Challenges Across the Branches

DESPR also studies the interplay between drug use and other problems, such as mental or psychological disorders and HIV infection. These challenges involve all of the division's branches. "Human behavior is multifaceted and complex. Problem behaviors are not isolated factors that can be addressed in a vacuum," Dr. Compton says.

All three DESPR branches address the challenge of improving strategies for reducing HIV among drug abusers and their contacts. NIDA-funded research supervised by the Prevention Research Branch, for example, demonstrated that peer-educator outreach and the distribution of sterile injection equipment can lower the incidence of HIV infection. That 3-year study took place along the China-Vietnam border.

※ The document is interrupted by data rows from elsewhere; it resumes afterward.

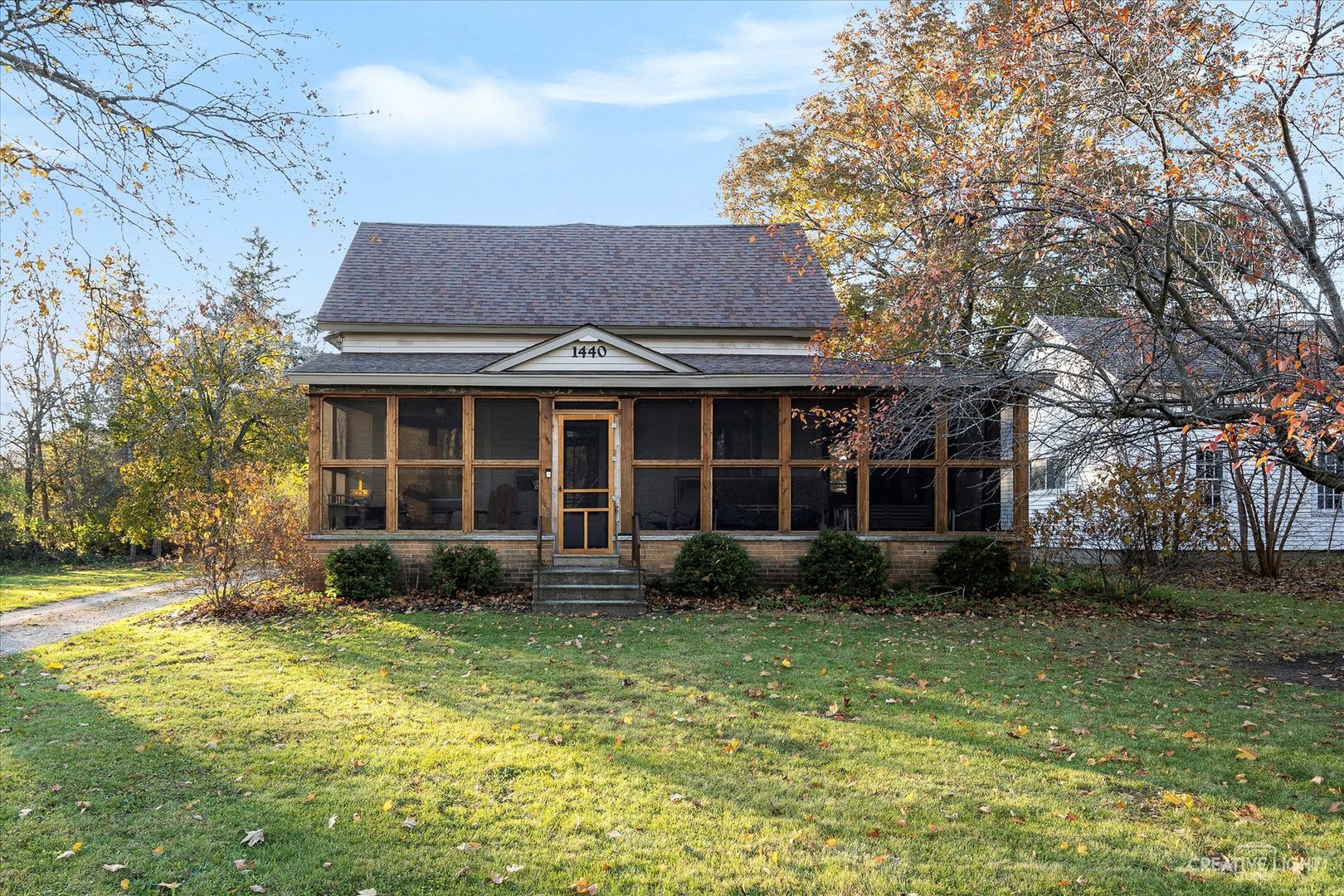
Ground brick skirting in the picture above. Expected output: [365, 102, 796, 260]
[308, 532, 1020, 590]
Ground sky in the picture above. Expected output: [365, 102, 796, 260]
[47, 0, 855, 322]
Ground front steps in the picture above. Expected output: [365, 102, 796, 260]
[533, 556, 649, 616]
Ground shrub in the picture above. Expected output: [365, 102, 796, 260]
[323, 542, 397, 601]
[429, 544, 504, 598]
[164, 465, 317, 618]
[798, 529, 887, 601]
[1032, 457, 1230, 601]
[933, 534, 1016, 599]
[672, 532, 757, 598]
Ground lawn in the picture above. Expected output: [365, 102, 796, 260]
[0, 564, 182, 612]
[0, 595, 1344, 896]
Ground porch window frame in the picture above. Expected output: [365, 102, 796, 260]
[308, 390, 1030, 536]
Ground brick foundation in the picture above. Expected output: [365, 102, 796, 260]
[308, 532, 1020, 590]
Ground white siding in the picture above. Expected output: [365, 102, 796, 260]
[509, 340, 667, 373]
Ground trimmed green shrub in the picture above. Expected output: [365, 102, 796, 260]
[429, 544, 504, 598]
[323, 542, 397, 601]
[933, 534, 1017, 599]
[672, 532, 757, 598]
[798, 529, 887, 601]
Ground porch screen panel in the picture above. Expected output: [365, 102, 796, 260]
[323, 397, 387, 460]
[947, 402, 1012, 460]
[635, 466, 700, 532]
[475, 397, 540, 459]
[635, 397, 700, 460]
[397, 466, 462, 532]
[472, 470, 540, 532]
[713, 466, 780, 532]
[321, 466, 387, 532]
[947, 466, 1012, 532]
[869, 466, 937, 532]
[397, 397, 462, 460]
[789, 466, 859, 532]
[713, 397, 780, 459]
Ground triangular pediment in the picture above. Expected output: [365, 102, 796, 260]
[480, 324, 696, 373]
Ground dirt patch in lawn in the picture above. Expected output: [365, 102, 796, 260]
[1246, 653, 1344, 690]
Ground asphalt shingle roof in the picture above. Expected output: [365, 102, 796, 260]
[289, 352, 978, 379]
[317, 223, 840, 329]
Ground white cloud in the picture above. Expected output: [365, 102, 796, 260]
[542, 16, 841, 108]
[331, 7, 848, 152]
[332, 66, 551, 150]
[685, 109, 797, 144]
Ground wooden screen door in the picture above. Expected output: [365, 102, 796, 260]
[557, 414, 616, 553]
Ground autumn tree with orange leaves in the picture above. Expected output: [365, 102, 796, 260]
[720, 0, 1344, 486]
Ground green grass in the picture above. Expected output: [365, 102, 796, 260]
[0, 595, 1344, 896]
[0, 564, 182, 612]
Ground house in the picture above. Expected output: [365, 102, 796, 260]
[1016, 314, 1344, 552]
[290, 223, 1027, 610]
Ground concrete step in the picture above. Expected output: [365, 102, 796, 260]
[533, 597, 649, 616]
[551, 553, 621, 570]
[533, 584, 644, 601]
[533, 567, 648, 616]
[536, 567, 640, 586]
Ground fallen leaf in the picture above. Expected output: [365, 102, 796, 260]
[1162, 790, 1195, 809]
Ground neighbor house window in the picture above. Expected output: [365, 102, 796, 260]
[1316, 454, 1344, 510]
[1195, 447, 1223, 508]
[1030, 457, 1069, 492]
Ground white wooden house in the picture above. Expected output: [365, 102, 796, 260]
[1015, 316, 1344, 552]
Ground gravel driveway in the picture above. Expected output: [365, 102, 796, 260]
[0, 582, 195, 655]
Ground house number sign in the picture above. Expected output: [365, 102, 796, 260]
[570, 343, 606, 358]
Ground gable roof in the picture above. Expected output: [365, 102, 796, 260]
[317, 223, 840, 330]
[481, 324, 695, 373]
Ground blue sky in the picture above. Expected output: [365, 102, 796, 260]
[102, 2, 855, 320]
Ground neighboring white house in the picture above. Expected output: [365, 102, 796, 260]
[1015, 314, 1344, 551]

In a study overseen by the Epidemiology Research Branch, researchers at Yale University concluded that the public health and economic benefits of routine HIV testing in many medical settings would far outweigh the costs. Implementation of such testing may be more acceptable to the public than previously because stigmatization of infected individuals has eased.

A project under the auspices of the Services Research Branch showed that over more than a decade, outpatient drug treatment programs increasingly provided HIV testing and related services, but there is still a distance to go. "We know everyone entering drug treatment should be tested for HIV," Dr. Compton says, "but that is not happening yet."